Netflix’s head of content, Bela Bajaria, said in a June address to the UCLA Entertainment Symposium that “algorithms don’t decide what we make."

“There’s not an algorithm that would probably say, you know what’s a great idea? A period show about a woman playing chess," she added, referring to the award-winning series “The Queen’s Gambit."

Algorithms also aren’t creating content for YouTube, TikTok or Instagram—and yet all these platforms are in some sense ruled by their respective content-filtering algorithms. That entertainment platforms still rely on humans to watch trends and come up with original ideas is not surprising. Bajaria’s comments don’t address the way that data can shape decisions about which human-originated ideas to green-light—as outlined by Netflix’s own engineers—nor about which shows and series to produce more of.

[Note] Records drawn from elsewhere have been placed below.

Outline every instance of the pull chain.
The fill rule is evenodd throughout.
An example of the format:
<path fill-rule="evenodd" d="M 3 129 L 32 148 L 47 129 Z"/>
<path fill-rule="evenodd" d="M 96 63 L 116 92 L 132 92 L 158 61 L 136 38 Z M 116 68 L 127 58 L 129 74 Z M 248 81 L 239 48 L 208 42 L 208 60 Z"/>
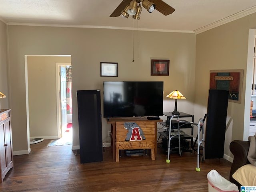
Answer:
<path fill-rule="evenodd" d="M 133 19 L 132 20 L 132 62 L 134 62 L 134 37 L 133 35 Z"/>
<path fill-rule="evenodd" d="M 137 25 L 137 32 L 138 36 L 138 58 L 139 58 L 139 20 L 137 20 L 138 24 Z"/>

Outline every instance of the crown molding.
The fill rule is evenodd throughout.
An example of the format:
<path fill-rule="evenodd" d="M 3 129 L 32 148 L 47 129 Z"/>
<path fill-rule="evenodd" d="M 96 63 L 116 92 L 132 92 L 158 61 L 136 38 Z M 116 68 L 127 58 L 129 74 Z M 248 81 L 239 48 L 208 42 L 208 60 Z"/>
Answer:
<path fill-rule="evenodd" d="M 0 17 L 0 21 L 2 21 L 3 23 L 4 23 L 6 25 L 7 24 L 7 23 L 2 18 L 1 18 Z"/>
<path fill-rule="evenodd" d="M 226 18 L 224 18 L 224 19 L 212 23 L 211 24 L 194 30 L 194 32 L 196 34 L 199 34 L 199 33 L 202 33 L 203 32 L 213 29 L 224 24 L 226 24 L 226 23 L 229 23 L 231 21 L 245 17 L 247 15 L 254 13 L 255 12 L 256 12 L 256 6 L 252 7 L 245 10 L 241 11 L 238 13 L 227 17 Z"/>
<path fill-rule="evenodd" d="M 43 27 L 70 27 L 74 28 L 102 28 L 109 29 L 118 29 L 121 30 L 133 30 L 136 29 L 139 31 L 155 31 L 158 32 L 172 32 L 176 33 L 194 33 L 193 31 L 183 30 L 169 30 L 165 29 L 146 29 L 143 28 L 132 28 L 132 27 L 113 27 L 110 26 L 97 26 L 92 25 L 58 25 L 52 24 L 40 24 L 35 23 L 22 23 L 10 22 L 7 24 L 8 25 L 21 25 L 26 26 L 38 26 Z"/>

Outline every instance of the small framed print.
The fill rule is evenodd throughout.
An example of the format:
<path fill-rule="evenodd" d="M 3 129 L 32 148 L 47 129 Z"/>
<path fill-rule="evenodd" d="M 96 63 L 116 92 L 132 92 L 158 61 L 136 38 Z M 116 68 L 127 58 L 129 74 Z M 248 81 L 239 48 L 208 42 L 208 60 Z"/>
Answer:
<path fill-rule="evenodd" d="M 117 77 L 118 63 L 100 62 L 101 77 Z"/>
<path fill-rule="evenodd" d="M 170 60 L 151 60 L 151 75 L 169 75 Z"/>

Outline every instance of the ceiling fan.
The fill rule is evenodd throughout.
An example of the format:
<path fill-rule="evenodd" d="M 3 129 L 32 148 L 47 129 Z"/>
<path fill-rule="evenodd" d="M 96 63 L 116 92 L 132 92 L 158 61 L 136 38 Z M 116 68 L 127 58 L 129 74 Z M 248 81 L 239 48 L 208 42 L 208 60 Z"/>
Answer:
<path fill-rule="evenodd" d="M 150 13 L 156 9 L 164 15 L 168 15 L 175 10 L 162 0 L 123 0 L 110 17 L 118 17 L 122 14 L 126 18 L 131 15 L 134 19 L 140 19 L 142 10 L 141 3 Z"/>

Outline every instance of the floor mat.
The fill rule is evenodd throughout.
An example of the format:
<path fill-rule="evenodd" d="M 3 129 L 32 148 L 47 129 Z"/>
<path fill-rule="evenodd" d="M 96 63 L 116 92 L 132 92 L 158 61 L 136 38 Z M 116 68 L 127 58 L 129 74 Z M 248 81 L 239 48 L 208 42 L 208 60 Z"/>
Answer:
<path fill-rule="evenodd" d="M 70 141 L 68 141 L 66 140 L 61 139 L 60 138 L 59 139 L 56 139 L 55 140 L 52 140 L 47 145 L 47 146 L 57 146 L 58 145 L 67 145 L 72 144 L 72 142 Z"/>

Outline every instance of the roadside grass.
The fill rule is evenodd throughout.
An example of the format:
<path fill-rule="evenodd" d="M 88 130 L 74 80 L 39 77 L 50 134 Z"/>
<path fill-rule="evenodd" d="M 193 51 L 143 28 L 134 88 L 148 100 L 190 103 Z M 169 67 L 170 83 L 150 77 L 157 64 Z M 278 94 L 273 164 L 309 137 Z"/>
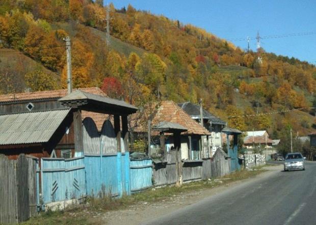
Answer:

Tighter budgets, more machine learning

“Budgets are becoming tighter, and where you spend your money is becoming more and more important," says Deane. “I think that’s why Netflix is now using data more than ever."

Netflix’s budget for content stayed flat between last year and this one, at around $17 billion.

Netflix, a bellwether for the entire streaming industry, is hardly the only streaming company to operate in this way. Leaders at competing services have talked about how they use data to make decisions about what to produce. As more of these streaming services explore offering an ad-supported version, gathering this kind of data becomes mandatory, so they can provide advertisers with viewership information.

Now more than ever, series and films are expensive. This is all the more reason to have AI to inform the decision to commission them, as Netflix’s own engineers explained in a 2020 blog post about how the company uses machine learning. That AI can be fed information about what titles are comparable to a proposed one, and what audience size to expect, and in which regions. Doing this requires the application of transfer learning, knowledge graphs, and a host of other techniques which are now standard in cutting-edge AI systems—such as Google’s Bard and ChatGPT—but which are not exactly the usual fare of Hollywood studio pitch meetings.

The more data Netflix has to feed such an AI, the better the results it will issue. As we’ve seen with the enormous volumes of data fed into today’s generative AIs, sheer scale can yield surprising and useful new capabilities.